Pete has gotten his groove back. While Don Draper lies curled-up on the couch, Pete’s about to take over the world, armed with a big account and a trusty sidekick. He was on the ropes earlier this season, beaten, bruised and disheartened, but Pete Campbell doesn’t go down easy. He’s got the eye of the tiger. Now he’s managed to recoup his confidence and step back into the ring with a man in his corner: Bob Benson, his gay con-man Burgess Meredith.

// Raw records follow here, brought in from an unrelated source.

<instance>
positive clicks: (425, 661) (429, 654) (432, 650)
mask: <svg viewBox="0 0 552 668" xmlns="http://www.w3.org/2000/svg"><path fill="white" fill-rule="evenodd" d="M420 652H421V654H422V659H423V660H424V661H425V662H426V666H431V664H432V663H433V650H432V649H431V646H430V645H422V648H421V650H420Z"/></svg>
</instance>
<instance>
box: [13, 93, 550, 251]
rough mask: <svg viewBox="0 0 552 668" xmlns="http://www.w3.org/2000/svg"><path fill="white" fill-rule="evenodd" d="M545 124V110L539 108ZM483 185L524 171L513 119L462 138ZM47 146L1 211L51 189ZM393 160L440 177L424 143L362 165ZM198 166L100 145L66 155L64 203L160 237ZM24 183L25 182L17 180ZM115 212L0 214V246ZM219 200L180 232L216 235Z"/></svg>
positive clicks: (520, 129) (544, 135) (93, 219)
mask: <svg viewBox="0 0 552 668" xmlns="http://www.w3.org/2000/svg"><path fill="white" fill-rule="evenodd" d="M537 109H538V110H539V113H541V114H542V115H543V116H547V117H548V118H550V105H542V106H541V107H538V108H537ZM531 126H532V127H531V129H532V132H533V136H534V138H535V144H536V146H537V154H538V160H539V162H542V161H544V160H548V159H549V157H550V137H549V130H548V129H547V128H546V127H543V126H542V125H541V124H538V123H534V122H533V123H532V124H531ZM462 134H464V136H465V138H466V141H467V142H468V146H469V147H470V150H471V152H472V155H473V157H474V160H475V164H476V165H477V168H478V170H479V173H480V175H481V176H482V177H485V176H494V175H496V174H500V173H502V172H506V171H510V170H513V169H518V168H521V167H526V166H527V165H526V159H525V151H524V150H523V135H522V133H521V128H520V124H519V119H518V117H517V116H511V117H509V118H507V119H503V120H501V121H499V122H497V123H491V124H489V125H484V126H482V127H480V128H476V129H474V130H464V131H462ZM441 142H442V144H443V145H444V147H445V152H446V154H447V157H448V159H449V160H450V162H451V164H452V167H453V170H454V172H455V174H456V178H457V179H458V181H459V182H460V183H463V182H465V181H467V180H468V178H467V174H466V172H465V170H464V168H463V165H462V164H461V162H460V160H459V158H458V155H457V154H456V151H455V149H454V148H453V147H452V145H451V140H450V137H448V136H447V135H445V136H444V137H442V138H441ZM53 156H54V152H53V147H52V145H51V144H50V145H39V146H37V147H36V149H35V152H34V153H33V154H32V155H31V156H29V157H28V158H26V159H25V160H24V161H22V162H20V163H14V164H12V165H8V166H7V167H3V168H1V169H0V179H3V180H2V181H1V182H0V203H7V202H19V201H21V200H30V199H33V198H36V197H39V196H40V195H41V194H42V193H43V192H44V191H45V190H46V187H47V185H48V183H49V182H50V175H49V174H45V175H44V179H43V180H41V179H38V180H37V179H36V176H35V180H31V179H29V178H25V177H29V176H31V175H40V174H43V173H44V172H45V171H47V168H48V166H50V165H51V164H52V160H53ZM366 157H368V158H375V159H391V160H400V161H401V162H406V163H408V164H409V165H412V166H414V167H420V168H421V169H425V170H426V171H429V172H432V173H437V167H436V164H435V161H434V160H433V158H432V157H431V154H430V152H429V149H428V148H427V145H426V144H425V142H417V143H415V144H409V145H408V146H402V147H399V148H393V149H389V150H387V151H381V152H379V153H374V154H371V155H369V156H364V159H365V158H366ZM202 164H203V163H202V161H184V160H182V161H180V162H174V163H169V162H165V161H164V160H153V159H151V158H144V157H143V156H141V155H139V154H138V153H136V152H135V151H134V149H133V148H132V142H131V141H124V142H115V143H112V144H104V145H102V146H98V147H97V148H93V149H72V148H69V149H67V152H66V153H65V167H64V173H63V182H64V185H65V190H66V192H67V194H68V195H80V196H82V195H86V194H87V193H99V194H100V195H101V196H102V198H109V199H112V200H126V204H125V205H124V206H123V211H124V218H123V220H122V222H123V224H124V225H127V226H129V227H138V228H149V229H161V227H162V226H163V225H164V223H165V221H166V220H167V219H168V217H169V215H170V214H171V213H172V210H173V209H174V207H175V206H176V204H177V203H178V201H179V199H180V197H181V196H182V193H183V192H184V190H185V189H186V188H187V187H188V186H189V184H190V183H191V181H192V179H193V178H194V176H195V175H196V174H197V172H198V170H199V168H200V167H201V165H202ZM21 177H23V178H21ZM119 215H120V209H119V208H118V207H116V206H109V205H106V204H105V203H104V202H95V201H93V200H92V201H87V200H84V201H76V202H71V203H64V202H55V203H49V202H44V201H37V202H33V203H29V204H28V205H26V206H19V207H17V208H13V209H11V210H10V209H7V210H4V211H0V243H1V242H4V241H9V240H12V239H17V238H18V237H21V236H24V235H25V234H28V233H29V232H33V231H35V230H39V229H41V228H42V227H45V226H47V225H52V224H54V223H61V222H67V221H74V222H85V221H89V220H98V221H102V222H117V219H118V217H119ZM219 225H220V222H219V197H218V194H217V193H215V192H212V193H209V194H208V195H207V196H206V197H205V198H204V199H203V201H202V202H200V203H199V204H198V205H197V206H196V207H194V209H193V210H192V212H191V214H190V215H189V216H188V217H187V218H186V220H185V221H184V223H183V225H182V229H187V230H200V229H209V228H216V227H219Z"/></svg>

Sally, too, makes a bit of a bounce-back. We should have known that all that worrying last week about her state of mind was unnecessary. Catching her father in flagrante delicto was traumatizing, to be sure, but after this week it’s clear the girl will probably be fine. While staying over at the boarding school with a couple of hazing prep girls, she invites Glen, who arrives dressed in an army jacket covered with a constellation of protest buttons, and his joint-rolling friend Rolo, to hang with them. When Rolo gets fresh, she interrupts Glen’s make-out session and tells him that he was forcing himself on her. The lines here are a little grey, but Glen gives her the reaction she was looking for, defending her honor by punching his friend, and ride home, in the face. Her father may have let her down, but that doesn’t mean every man in her life will.
Of course, that little smile she has while Glen is whaling away is a little unnerving. It’s also 100 percent Betty Draper. Everybody has a favorite parent when they’re young. For many, it’s the one that’s the most lenient, the one that lets you have ice cream for dinner and then says, “Don’t tell Mom.” But that usually changes as one grows old enough to see past the Good Cop/Bad Cop routine and realize that the parent you argue with the most is often the one you’re most similar to. Betty’s not exactly a model mother, but it seems that she’s been trying harder than usual lately. Sally has long given her the brunt of her teenage outrage, but seeing her father as he really is has given her new insight into the woman who raised her. It’s nice to see Betty being depicted as something other than a villain or a joke in a fat suit. “My father’s never given me anything,” Sally bitterly confesses, as both she and her mother puff on a cigarette, two women disappointed by the same man.
Ginsberg says cran-prune sounds like “a glass of diarrhea.” Now that’s a billboard idea.
When Megan picks up the phone and it’s Harry, she looks so utterly displeased it’s hilarious. To be fair, I imagine even Harry’s mother makes a similar face when he calls.
Ken kind of looks fantastic in that eyepatch. He’d probably sell a ton of sci-fi novels with that author photo.
Bob calling Pete an “hijo de puta” was definitely a highlight.
“Now get me a cigarette and give me some details.” This is a really good season for Betty.